Total Steps	Number of conversation turns.
LLM Steps	Number of language model invocations.
Average Agent Response Time (s)	Response time in seconds.
Total Tool Calls	Number of tool invocations.
Tool Call Recall	Completeness score. Range: 0-1.
Tool Call Precision	Accuracy score. Range: 0-1.
Expected Tool Calls	Number of tool calls expected.
Correct Tool Calls	Number of correctly executed tool calls.
Missed Tool Calls	Number of expected tool calls not executed.
Tool Calls with Incorrect Parameters	Number of tool calls with wrong parameters.
Text Match	Semantic similarity score between the agent's response and expected response. Range: 0-1.
Journey Completion	Whether the conversation journey was completed.

Pass or fail indicators

Pass or fail indicators for the selected test case:

Table 4. Pass or fail indicators
Metric	Description
Tool Match Success	Whether correct tools were selected (Yes/No).
Keyword Match	Whether expected keywords appear in response (Yes/No).
Journey Success	Whether the agent completed the expected conversation flow (Yes/No).
Semantic Match	Whether response is semantically similar to expected (Yes/No).

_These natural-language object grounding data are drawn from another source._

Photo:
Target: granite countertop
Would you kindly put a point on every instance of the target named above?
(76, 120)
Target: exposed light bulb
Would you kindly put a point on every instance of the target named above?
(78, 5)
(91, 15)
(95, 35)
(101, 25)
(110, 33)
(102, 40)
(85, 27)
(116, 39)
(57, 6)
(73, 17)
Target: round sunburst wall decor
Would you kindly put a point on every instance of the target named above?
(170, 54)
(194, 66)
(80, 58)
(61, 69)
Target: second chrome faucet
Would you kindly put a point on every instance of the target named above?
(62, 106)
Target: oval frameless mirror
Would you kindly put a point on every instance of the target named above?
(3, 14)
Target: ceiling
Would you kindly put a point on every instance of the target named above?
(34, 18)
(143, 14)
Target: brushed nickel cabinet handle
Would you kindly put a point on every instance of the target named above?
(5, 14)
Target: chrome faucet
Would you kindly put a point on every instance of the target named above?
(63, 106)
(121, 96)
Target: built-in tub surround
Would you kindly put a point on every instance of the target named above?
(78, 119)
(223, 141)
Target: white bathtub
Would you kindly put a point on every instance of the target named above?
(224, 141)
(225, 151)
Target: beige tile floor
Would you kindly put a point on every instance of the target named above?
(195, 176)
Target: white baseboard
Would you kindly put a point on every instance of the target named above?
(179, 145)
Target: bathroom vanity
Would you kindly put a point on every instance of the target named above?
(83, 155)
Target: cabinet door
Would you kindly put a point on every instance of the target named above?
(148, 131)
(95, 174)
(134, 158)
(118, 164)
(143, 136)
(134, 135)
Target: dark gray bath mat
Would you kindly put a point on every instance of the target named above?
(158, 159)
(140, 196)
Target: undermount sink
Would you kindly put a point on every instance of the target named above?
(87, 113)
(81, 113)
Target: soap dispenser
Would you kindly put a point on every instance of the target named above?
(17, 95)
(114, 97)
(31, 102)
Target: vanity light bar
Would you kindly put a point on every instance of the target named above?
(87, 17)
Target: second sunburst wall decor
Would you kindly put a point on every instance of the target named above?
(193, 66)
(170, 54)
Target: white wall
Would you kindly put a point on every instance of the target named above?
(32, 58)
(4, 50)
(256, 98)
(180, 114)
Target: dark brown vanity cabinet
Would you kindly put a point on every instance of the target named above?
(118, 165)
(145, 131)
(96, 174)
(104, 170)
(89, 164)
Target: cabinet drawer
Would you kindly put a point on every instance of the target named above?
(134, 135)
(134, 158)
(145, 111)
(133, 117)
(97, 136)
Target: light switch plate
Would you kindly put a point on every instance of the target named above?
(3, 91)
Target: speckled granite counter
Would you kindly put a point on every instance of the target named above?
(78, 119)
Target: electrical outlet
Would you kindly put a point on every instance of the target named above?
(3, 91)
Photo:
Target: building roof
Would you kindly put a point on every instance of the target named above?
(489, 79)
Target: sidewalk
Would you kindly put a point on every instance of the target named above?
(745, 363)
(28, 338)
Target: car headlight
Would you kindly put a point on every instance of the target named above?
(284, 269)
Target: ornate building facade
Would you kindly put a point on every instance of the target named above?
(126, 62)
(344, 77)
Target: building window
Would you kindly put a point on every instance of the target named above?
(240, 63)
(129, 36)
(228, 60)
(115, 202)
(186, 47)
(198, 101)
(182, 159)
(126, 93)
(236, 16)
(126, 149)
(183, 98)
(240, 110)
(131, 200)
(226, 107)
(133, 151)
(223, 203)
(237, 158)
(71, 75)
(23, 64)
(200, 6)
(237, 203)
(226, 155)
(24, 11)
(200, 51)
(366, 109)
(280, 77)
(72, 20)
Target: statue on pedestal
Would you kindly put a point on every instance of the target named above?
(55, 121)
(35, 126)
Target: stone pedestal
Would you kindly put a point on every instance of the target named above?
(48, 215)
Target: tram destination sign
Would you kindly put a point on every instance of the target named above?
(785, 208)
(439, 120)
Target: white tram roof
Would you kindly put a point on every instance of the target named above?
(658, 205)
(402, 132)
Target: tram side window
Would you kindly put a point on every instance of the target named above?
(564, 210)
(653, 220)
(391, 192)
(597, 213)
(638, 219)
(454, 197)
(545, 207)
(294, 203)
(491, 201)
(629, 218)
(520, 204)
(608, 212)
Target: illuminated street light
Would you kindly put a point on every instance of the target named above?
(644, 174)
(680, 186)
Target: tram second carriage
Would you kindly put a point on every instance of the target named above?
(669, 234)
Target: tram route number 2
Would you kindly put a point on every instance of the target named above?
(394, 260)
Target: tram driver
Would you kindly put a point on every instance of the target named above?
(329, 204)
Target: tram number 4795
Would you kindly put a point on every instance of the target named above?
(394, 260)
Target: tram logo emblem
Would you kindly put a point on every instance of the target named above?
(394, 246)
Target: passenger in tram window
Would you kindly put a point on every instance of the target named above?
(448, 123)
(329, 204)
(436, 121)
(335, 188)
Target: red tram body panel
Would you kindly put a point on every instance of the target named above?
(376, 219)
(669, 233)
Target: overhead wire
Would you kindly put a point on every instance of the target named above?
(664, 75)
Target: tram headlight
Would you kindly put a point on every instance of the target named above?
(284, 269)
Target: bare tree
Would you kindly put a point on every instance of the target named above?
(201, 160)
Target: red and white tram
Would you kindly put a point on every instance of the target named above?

Accessing the Legacy experience

The previous evaluation interface (CSV upload) is available for 30 days after the feature release. To access it, go to the Test agent page and click Legacy experience in the top right.

For more information, see Evaluate with CSV files.

What to do next

After you review evaluation results and identify improvement areas, take action by refining tools, updating knowledge, and adjusting configurations.